Pakun Üretim Gıda Sanayi ve Ticaret A.Ş., 2024 yılının ekim ayında halka arz sürecini başlatarak yatırımcıların ilgisini çekmişti. Ancak sadece birkaç ay sonra konkordato talebinde bulunması, yatırımcıları olduğu kadar halka arz sürecini yöneten konsorsiyum lideri Allbatross Yatırım hakkında da soru işaretleri oluşturdu. Halka arz sürecinde yapılan incelemelerin bu mali sıkıntıyı öngörememesi, yatırımcıların güvenini sarsan bir unsur olarak öne çıkıyor.
Halka arz öncesi incelemeler yeterli miydi?
Bir halka arz sürecinde, şirketin finansal tablolarından yasal belgelerine kadar geniş bir inceleme süreci yürütülür. Özellikle bağımsız denetim raporları, izahname ve finansal tabloların titizlikle değerlendirilmesi beklenir. Ancak Pakun’un bu denli derin bir mali sıkıntı içinde olduğu halde halka arz başvurusunda bulunabilmesi, konsorsiyum lideri Allbatross Yatırım’ın sorumluluğunu gündeme taşıdı.
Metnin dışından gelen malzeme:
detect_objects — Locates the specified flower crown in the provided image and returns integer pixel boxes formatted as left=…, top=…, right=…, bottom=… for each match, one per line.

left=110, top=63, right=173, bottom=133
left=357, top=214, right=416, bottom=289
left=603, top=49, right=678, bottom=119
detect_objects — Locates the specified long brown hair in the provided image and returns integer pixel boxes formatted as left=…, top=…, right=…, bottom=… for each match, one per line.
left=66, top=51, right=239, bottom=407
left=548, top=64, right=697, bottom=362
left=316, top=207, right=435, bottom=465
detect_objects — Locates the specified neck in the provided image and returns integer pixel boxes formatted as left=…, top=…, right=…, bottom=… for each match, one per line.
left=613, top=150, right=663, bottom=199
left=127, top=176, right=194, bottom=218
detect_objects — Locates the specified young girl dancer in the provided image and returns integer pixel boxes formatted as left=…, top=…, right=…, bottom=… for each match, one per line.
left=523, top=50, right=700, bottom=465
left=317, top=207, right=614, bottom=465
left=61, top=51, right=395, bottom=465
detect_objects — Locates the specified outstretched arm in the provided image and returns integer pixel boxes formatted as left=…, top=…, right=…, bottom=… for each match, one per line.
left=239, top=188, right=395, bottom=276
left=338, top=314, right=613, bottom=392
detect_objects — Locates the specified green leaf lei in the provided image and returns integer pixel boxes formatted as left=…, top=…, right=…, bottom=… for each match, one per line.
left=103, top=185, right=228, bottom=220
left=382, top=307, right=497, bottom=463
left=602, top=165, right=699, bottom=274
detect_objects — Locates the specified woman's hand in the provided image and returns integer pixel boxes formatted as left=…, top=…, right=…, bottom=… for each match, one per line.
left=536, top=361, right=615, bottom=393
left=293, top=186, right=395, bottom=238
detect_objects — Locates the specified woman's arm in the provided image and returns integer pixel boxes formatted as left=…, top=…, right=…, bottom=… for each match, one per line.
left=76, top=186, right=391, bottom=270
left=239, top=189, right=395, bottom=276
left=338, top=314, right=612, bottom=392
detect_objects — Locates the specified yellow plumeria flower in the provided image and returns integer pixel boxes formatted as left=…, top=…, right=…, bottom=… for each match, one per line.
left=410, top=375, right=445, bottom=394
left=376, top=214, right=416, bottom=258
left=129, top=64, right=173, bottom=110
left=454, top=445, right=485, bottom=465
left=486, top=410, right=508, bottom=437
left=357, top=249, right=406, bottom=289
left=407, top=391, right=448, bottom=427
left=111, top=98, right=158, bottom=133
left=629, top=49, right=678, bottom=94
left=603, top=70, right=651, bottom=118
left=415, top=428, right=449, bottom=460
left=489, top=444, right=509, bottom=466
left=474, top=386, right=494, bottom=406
Sektör uzmanları, bir şirketin konkordato talep edecek noktaya gelmesinin ani bir gelişme olmadığını, bunun uzun bir finansal sıkışıklık sürecinin sonucu olduğunu belirtiyor. Bu durumda, Allbatross Yatırım ve sürece dahil olan bağımsız denetim şirketlerinin Pakun’un sorunlu mali yapısını nasıl gözden kaçırdığı sorgulanıyor.
Allbatross Yatırım için büyük bir prestij kaybı
Konsorsiyum lideri olarak halka arz sürecini yürüten Allbatross Yatırım, Pakun’un mali durumu hakkında yatırımcılara güvence sunarak şirketi halka arz etmek istemişti. Ancak konkordato süreci, bu güvenceyi ciddi şekilde sorgulatıyor. Halka arz izahnamesinde Pakun’un finansal hedefleri detaylı şekilde yer alsa da, bu hedeflerin gerçekçi olmadığı birkaç ay içinde ortaya çıktı.
Bu durum, yatırımcıların sadece Pakun’a değil, aynı zamanda halka arz sürecini yöneten Allbatross Yatırım gibi aracı kurumlara da olan güvenini zedeleyebilir. Halka arzlarda denetim süreçlerinin ne kadar derinlemesine gerçekleştirildiği sorusu da yeniden gündeme geldi.
Sadece Pakun mu sorumlu?
Pakun, Türkiye’nin önde gelen un üreticilerinden biri olarak 52 yıllık geçmişi ve sektördeki konumuyla biliniyor. Ancak bu kadar köklü bir firmanın halka arz başvurusu sonrası konkordato talep etmesi, “bıçak kemiğe dayanmış” bir finansal durumun işareti olarak değerlendiriliyor. Bu noktada, sadece Pakun değil, şirketin mali sıkıntılarını tespit edemeyen ve yatırımcıları koruyamayan Allbatross Yatırım da sorumluluğun bir parçası olarak görülüyor.
Daha sıkı denetimlerin zamanı geldi
Pakun’un konkordato süreci, Türkiye’deki halka arz ve denetim süreçlerine ilişkin daha sıkı düzenlemelerin gerekliliğini bir kez daha gündeme getirdi. Aracı kurumların yatırımcı güvenini sağlaması ve şirketlerin mali yapısını daha detaylı incelemesi, sermaye piyasalarının geleceği için kritik önem taşıyor.